At the time of the auction, which begins at 12 noon London time, the spot price was at $14.42 per ounce while the futures price on the CME was at $14.415, leaving a number of market participants extremely confused as to what has happened.

“Unfortunately, it is not [a mistake],” Ole Hansen, head of commodity strategy for Saxo Bank, told FastMarkets. “This could be the end of the fix. It took 14 minutes to find a fix – they obviously found a fix way off of the market.”

The difference between the two was nearly six percent but the benchmark cannot be changed, a person familiar with proceedings told FastMarkets.

Another source also suggested that the continued existence of the fix has been put in jeopardy by the huge discrepancy in today’s price, adding that many producers – who still use the price as their daily reference – may have lost significant amounts of money if any contracts have been settled according to the fix.

“A huge number of contracts are still settled on that price,” another said. “This will no doubt cause significant problems.”

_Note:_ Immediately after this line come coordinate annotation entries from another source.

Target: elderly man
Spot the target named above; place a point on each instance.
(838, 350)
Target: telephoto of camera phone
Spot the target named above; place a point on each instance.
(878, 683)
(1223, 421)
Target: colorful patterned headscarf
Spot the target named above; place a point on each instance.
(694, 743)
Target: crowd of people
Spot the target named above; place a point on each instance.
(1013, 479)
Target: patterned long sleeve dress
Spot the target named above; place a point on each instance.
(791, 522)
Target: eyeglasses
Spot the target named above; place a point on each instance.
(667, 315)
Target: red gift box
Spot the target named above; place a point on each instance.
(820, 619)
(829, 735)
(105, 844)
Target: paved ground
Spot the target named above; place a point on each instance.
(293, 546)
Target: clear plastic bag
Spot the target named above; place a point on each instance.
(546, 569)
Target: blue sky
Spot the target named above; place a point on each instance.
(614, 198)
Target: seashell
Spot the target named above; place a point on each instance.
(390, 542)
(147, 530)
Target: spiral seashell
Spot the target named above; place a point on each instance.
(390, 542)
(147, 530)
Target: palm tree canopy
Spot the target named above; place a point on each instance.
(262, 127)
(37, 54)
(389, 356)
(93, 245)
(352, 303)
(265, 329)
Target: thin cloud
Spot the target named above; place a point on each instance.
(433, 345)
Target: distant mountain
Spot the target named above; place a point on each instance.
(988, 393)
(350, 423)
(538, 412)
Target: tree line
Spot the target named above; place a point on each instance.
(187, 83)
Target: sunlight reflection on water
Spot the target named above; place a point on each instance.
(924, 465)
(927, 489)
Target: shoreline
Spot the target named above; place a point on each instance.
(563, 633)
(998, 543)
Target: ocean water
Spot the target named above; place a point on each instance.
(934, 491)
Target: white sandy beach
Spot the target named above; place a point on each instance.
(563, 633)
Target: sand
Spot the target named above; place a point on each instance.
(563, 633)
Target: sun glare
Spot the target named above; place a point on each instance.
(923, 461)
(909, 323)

The matter is being investigated internally, FastMarkets understands, so CME has no official comment at this time.

 

To confirm the obvious heavy handed bank manipulated fixing price still stands, then view the LBMA fixing pages here....

 

As we have detailed previously, the ‘fix’ or ‘benchmark’, as it is now known, is still the global benchmark reference price used by central banks, miners, refiners, jewellers and the surrounding financial industry to settle silver-based contracts.

While some traders continue to use the 24-hourly traded spot price, larger players prefer the snapshot-style daily benchmark to settle bulkier contracts on a traditionally over-the-counter (OTC) market.

The price is set every day by six participants – HSBC, JPMorgan Chase Bank, Mitsui & Co Precious Metals, The Bank of Nova Scotia, Toronto Dominion Bank and UBS – using a system run by CME and Thomson Reuters.

CME and Thomson Reuters won the battle to provide the methodology and price platform for the daily process back in July 2014, replacing the 117-year old fix in August that year under sweeping reforms of the entire precious metals complex.